Виктор Вавич (Книга 2)
Шрифт:
"Надо что-нибудь..." - и Санька быстро полез в карман брюк. Он увидал, что на мостках кое-кто стал, глядят, а человек вобрал голову в плечи, откинулся чуть назад и взглядом уперся в Саньку и чуть выставил папироску вперед. Санька вытянул из кармана портсигар, и прохожие на мостках двинулись дальше.

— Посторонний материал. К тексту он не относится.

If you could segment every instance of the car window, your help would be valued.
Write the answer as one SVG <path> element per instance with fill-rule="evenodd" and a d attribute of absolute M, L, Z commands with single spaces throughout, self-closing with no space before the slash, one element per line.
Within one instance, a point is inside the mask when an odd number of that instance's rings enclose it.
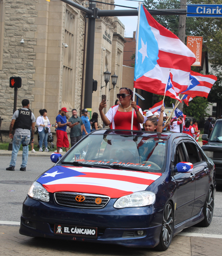
<path fill-rule="evenodd" d="M 77 145 L 63 159 L 63 163 L 78 161 L 92 165 L 118 165 L 163 172 L 166 148 L 166 140 L 157 135 L 91 134 Z"/>
<path fill-rule="evenodd" d="M 210 141 L 217 141 L 222 143 L 222 122 L 217 122 L 214 127 L 209 138 Z"/>
<path fill-rule="evenodd" d="M 198 150 L 196 145 L 191 142 L 184 142 L 187 154 L 188 161 L 193 165 L 202 161 L 200 159 Z"/>
<path fill-rule="evenodd" d="M 174 167 L 180 162 L 185 162 L 186 158 L 185 156 L 184 151 L 182 147 L 182 145 L 180 143 L 178 145 L 176 149 L 176 152 L 175 153 L 174 161 L 173 163 L 173 165 Z"/>

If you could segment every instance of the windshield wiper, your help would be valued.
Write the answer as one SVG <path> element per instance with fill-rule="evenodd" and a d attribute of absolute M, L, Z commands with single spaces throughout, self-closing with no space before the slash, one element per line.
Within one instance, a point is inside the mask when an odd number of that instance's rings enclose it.
<path fill-rule="evenodd" d="M 97 167 L 99 167 L 100 168 L 103 168 L 103 167 L 108 168 L 108 166 L 101 165 L 90 165 L 89 164 L 83 164 L 81 162 L 78 162 L 78 161 L 75 161 L 75 162 L 62 162 L 61 164 L 67 164 L 67 165 L 74 165 L 74 166 L 85 166 L 86 167 L 91 167 L 93 168 L 95 166 L 96 166 Z"/>
<path fill-rule="evenodd" d="M 131 166 L 123 166 L 123 165 L 107 165 L 107 167 L 111 169 L 117 169 L 118 170 L 133 170 L 135 171 L 139 171 L 142 172 L 147 172 L 149 169 L 139 169 L 135 167 L 131 167 Z"/>

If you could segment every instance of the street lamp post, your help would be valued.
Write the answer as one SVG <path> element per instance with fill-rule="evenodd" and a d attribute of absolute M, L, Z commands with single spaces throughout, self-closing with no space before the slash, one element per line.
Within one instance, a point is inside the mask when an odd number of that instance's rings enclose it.
<path fill-rule="evenodd" d="M 103 87 L 107 87 L 107 83 L 109 83 L 110 78 L 110 75 L 111 74 L 111 73 L 108 71 L 108 70 L 107 70 L 105 72 L 103 73 L 104 74 L 104 81 L 106 83 L 106 85 L 104 86 L 101 86 L 101 88 L 102 89 Z"/>
<path fill-rule="evenodd" d="M 116 75 L 115 73 L 111 76 L 111 79 L 112 79 L 112 84 L 113 85 L 113 88 L 111 88 L 109 89 L 109 91 L 112 90 L 112 89 L 114 89 L 115 85 L 116 84 L 117 82 L 117 78 L 118 78 L 118 76 Z"/>

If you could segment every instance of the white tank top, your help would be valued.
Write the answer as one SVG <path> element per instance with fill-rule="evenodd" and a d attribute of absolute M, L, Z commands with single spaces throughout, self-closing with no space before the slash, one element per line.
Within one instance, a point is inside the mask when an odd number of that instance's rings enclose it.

– Позвольте прикурить, - Санька достал папиросу. Человек не сводил глаз с Саньки, доставал спички. Лицо готовым кулаком глядело на Саньку. Он ничего не говорил и торкал спички, как отталкивая Саньку. Санька чиркнул и с папиросой в зубах через затяжки бурчал: - Шел бы домой... торчишь... как шиш... на юру... все видят. Бери спички-то, - сказал Санька громко. Работник!

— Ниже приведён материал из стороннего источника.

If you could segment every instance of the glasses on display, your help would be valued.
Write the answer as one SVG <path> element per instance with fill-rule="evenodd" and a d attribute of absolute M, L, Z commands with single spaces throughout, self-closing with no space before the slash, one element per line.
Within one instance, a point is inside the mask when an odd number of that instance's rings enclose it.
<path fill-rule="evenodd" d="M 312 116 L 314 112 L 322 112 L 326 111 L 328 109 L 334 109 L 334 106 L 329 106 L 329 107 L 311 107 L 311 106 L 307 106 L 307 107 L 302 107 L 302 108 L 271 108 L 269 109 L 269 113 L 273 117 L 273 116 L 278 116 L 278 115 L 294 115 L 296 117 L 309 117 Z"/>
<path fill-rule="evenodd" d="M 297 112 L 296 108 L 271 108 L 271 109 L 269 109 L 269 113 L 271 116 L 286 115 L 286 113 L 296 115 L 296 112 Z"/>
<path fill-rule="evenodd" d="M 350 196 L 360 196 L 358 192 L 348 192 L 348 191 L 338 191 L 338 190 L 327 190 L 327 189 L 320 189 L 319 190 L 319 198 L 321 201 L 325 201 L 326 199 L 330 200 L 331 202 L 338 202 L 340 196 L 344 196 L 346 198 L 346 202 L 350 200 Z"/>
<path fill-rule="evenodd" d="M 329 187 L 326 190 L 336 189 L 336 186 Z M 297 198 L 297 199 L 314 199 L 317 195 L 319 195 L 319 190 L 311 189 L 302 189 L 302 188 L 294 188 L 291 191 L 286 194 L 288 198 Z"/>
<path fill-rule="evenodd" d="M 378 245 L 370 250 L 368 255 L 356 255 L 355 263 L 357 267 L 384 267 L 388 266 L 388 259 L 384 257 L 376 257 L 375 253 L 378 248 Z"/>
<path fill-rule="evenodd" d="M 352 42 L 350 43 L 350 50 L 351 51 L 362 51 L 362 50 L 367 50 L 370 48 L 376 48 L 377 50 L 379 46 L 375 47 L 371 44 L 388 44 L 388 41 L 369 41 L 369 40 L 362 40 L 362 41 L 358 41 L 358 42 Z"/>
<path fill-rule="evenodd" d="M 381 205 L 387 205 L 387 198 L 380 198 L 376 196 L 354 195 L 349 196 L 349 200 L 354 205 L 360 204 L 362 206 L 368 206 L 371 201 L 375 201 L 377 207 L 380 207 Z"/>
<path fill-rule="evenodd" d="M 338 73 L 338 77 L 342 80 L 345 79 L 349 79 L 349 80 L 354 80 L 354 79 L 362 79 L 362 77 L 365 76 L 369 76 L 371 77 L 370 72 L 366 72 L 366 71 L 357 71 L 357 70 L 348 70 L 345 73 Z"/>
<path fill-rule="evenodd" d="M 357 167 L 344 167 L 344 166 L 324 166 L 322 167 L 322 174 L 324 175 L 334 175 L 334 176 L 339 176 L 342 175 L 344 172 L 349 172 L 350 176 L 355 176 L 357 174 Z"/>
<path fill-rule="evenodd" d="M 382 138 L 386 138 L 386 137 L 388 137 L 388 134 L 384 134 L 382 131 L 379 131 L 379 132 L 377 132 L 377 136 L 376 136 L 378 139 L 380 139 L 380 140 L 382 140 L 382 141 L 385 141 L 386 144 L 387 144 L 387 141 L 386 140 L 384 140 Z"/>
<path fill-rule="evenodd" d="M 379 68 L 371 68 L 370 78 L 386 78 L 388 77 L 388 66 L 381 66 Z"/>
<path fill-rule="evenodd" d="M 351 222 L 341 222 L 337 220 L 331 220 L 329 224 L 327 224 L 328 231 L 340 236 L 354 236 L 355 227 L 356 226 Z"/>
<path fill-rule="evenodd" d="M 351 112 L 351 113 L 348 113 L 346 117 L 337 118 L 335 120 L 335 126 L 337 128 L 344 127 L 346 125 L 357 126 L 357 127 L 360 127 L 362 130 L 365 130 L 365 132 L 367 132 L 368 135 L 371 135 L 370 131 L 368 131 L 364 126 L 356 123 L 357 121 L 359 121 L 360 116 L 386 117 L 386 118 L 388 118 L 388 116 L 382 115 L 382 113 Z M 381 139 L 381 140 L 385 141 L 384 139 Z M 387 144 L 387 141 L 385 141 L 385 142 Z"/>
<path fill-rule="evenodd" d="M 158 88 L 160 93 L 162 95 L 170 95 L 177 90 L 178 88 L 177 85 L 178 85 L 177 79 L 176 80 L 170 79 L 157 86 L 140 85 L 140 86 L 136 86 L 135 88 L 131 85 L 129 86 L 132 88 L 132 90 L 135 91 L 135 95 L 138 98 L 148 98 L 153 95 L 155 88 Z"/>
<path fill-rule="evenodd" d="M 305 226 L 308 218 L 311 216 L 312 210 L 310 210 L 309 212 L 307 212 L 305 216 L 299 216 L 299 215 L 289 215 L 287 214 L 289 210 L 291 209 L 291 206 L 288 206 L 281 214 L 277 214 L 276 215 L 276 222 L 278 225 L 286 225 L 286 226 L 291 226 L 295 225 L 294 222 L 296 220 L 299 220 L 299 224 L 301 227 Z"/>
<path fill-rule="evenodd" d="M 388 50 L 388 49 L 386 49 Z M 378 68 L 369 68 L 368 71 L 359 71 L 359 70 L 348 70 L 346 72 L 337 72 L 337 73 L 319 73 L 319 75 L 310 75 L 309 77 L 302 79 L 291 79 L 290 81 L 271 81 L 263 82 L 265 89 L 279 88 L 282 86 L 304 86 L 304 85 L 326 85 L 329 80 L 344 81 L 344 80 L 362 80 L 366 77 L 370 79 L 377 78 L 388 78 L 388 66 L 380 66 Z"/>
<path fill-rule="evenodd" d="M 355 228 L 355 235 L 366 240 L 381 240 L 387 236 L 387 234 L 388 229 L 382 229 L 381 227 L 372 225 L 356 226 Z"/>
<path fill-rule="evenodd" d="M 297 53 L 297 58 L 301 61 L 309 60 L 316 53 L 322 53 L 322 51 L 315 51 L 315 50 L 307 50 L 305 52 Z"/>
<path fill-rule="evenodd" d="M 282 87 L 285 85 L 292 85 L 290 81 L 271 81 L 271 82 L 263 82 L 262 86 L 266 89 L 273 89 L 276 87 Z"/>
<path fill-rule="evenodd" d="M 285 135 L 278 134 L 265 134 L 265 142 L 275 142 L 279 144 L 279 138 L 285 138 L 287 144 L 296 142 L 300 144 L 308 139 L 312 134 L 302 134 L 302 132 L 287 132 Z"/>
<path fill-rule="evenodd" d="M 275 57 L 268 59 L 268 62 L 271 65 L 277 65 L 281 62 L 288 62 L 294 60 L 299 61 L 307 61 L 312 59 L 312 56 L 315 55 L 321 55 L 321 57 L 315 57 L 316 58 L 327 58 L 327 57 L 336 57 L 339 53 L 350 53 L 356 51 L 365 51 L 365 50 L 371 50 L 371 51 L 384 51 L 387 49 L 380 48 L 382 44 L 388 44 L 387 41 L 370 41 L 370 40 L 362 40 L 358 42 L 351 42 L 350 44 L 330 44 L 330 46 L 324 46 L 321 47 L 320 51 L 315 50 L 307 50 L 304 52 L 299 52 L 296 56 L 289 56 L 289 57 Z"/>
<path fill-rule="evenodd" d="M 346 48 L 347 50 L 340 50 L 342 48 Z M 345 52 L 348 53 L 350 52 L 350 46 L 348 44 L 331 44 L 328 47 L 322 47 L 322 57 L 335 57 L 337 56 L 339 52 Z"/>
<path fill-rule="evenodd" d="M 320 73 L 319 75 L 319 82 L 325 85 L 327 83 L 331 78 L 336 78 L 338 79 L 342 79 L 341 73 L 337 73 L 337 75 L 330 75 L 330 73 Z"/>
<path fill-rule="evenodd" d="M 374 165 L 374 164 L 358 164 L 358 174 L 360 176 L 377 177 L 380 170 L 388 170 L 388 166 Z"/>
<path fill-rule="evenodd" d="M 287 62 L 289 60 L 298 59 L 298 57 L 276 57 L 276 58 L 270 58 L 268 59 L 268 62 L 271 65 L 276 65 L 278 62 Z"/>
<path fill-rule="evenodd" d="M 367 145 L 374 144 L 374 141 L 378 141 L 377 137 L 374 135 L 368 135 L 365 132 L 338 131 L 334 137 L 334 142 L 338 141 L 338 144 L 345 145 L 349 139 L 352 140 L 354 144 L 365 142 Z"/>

Человек молчал и короткими пальцами ловил
– Стой!
– крикнул парнишка.
– А нам закурить! Я думал, что-сь будет, сказал он Саньке и мотнул подбородком.
– Что же ты текаешь?
– крикнул он человеку вдогонку.
Городовой медленно шел к ним через площадь. Парнишки пошли вбок к мосткам. Санька двинул дальше - куда же я иду? Он слышал, что городовой зашагал крепче, шире. Над головой вдруг ударил колокол, раз и еще и еще. Санька свернул в ворота ограды и быстро прошел в церковную дверь. В церкви было пусто, две нищих старухи крестились у стенки да два белых платочка. И вот один у клироса, справа. Санька сразу узнал сутулую спину. Староста глядел из-за свечного прилавка. Санька крестился и серьезно глядел в иконостас. Перестали звонить. Пономарь вошел, шептался со старостой. Санька перекрестился широко три раза и тихо вышел на паперть. И вот слева дверка, должно, на колокольню. Санька оглянулся и тихонько вошел. Каменная лестница, Санька поднялся до поворота. Глядел вниз, притаившись. Он поднял руку, взялся за борт шинели.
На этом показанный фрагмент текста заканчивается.